3/14/09 @ Carabar, Columbus OH
Carabar shows are always free! AND there is a free popcorn machine full of buttery salty goodness. There of mounds of it like little yellow clouds sitting in a greasy aquarium. I always end up with kernels in my teeth. I was tired at this show because of the hecticness and late night of the day before show.
The Sidekicks from Clevo and Columbus started off the show. They are branching out from their songwriter punk songs and exploring the territory of a sound with more soul, more riffs instead of eighth notes, and vocals harmonizing and hooking like crazy. I was into it. One new song that they played reminded me of Billy Bragg, Workers Playtime era. I hope to see them play when they get the new stuff down like reflex and can really pump out some energy with it.
Cheap Girls from Lansing sounded good, delivering tunes heavily under a Smoking Popes influence. They had a song get stuck in my brain.. “I love her, and ciggarrettes so much.”
I’ve seen Failures Union from Buffalo five times now and this was the best time. Their sound was tight from weeks on tour. They kept the set moving and I could really catch their strong melodies over Carabar’s good PA. Sometimes, a clear and loud vocal sound is a nice break from the fuzzy garbage one in which vocal tones are only heard and words are lost in the cat pee air of some DIY spaces.

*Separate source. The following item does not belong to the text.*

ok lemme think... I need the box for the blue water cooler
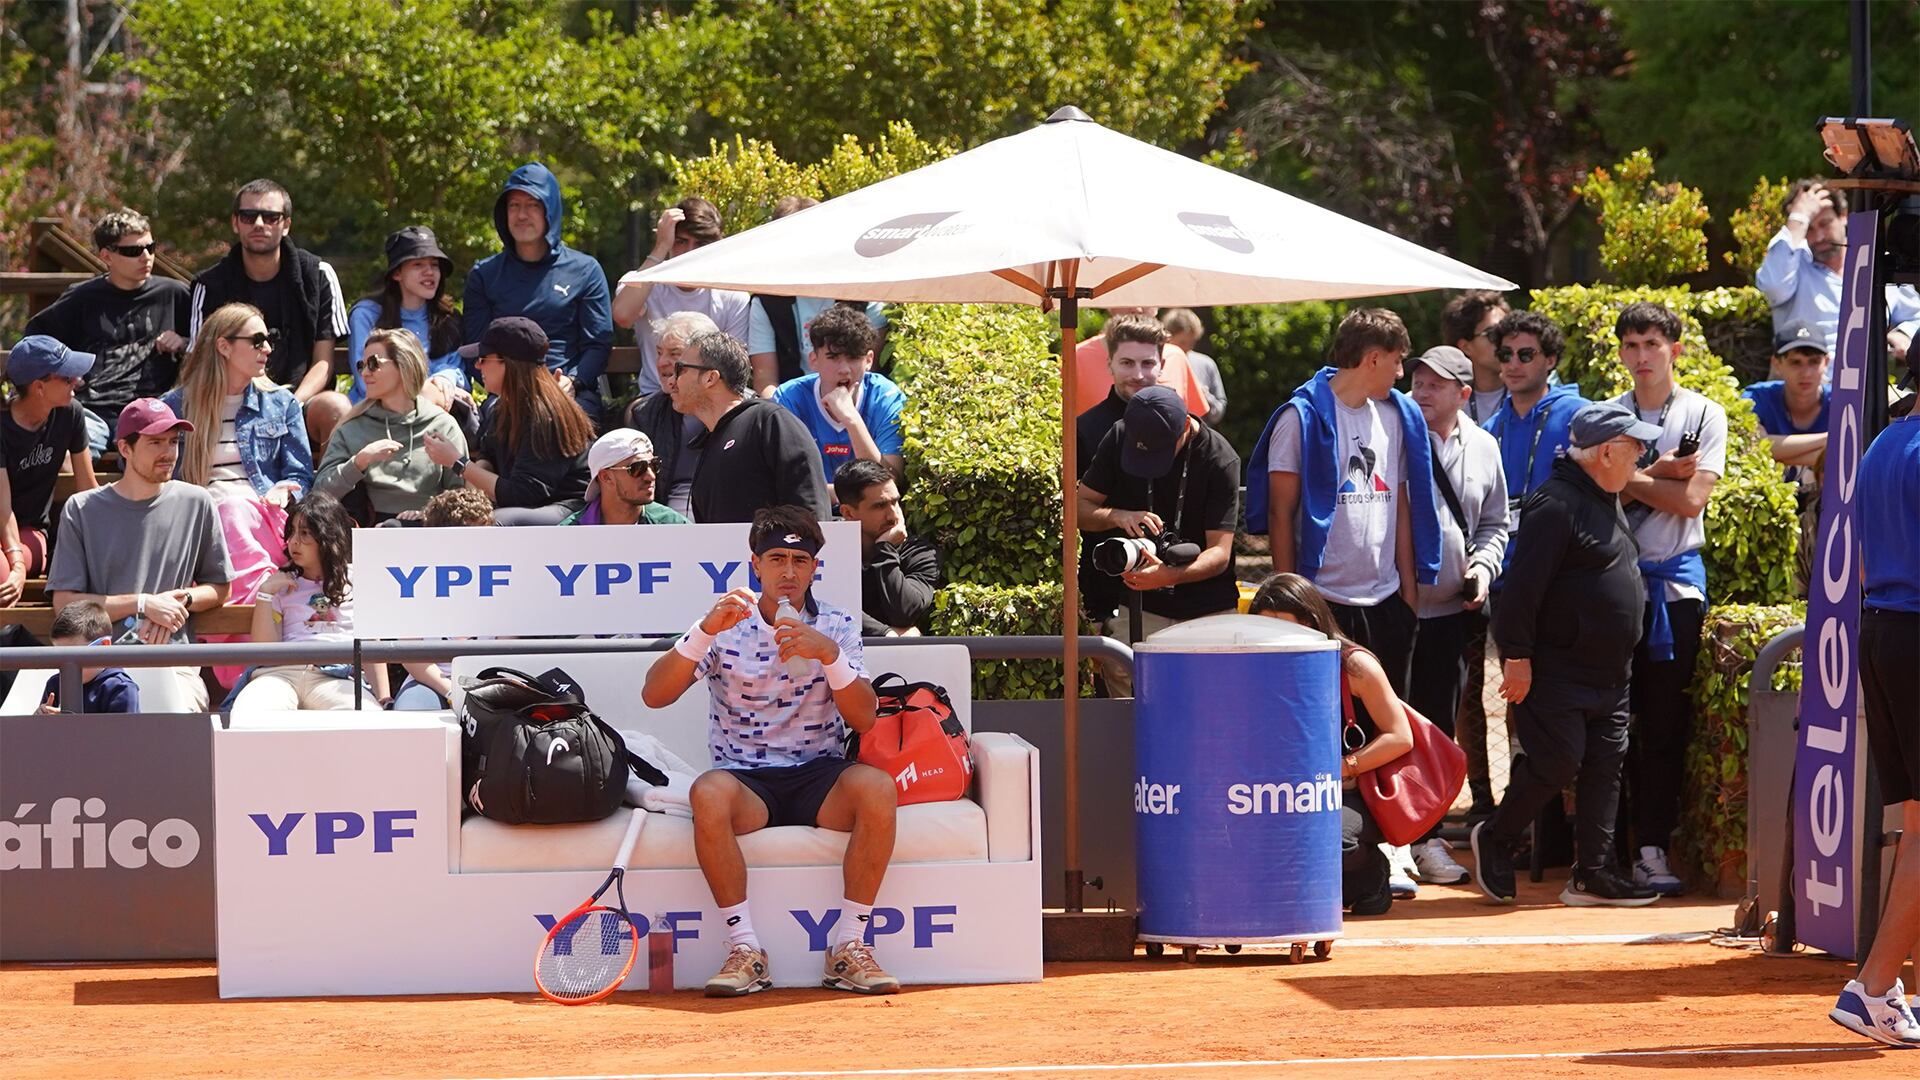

Tin Armor has something special. They were by far the best band of the night, even though it is no competition. They aren’t just a band you shrug about and say “Pretty good.” They shook me from tiredness. The pop sense present in their song writing amazes me. It is a pop sense that has longevity rather than a disposable quality like songs from radio land. They play with visible feeling. They have awkward stage banter that shows they are as human as a crowd afraid to interact with anyone but friends they’ve had for years. They play together, four members, conscience of what each other are doing and feeding off of one another to make a full sound. They all seem to be on the same musical wavelength. Tin Armor deserves recognition and success outside of the little underground circuit we are in. I see it happening. How do I feel about that? Fine. DIY punk is my passion and what pumps my blood, but I recognize some things about it. It is only a success in its most ideal forms… Meaning, when a band goes on tour and plays DIY shows, they are always fed and given a place to stay. The show has been promoted. There is a functioning PA. People welcome and support you as independent artists. There are one or two local bands to lend support. That is ideal. That is rare. Have you ever driven around the country to play for four to eight people every night? Have you played places where PBR is more important than the vocals coming out of a bass amp because the kid “booking” the show forgot that he would need a PA and you had to drive him to a friends house to get that shitty combo amp? Have you driven to the next show six hours with gas out of your own pocket to a show that got cancelled because the people at the house decided to have a party and didn’t want the bands last minute? Anyone can sew a patch on the back of a zip up hoodie but can they give the energy and dedication to make the DIY punk scene a real support network? Even in its ideal forms, it would have it’s ups and downs. What can we do? To me, that is an adventure and struggle that I am willing to endure. I am a life time ticket for the roller coaster ride and the attempt to make something lasting and valuable. For others, that is exhasting. What artist dosen’t want appretiation and support? What can we do better? If we don’t play the game of promoters, merchandising machines, and taste makers, we have to put forth the energy to make it better.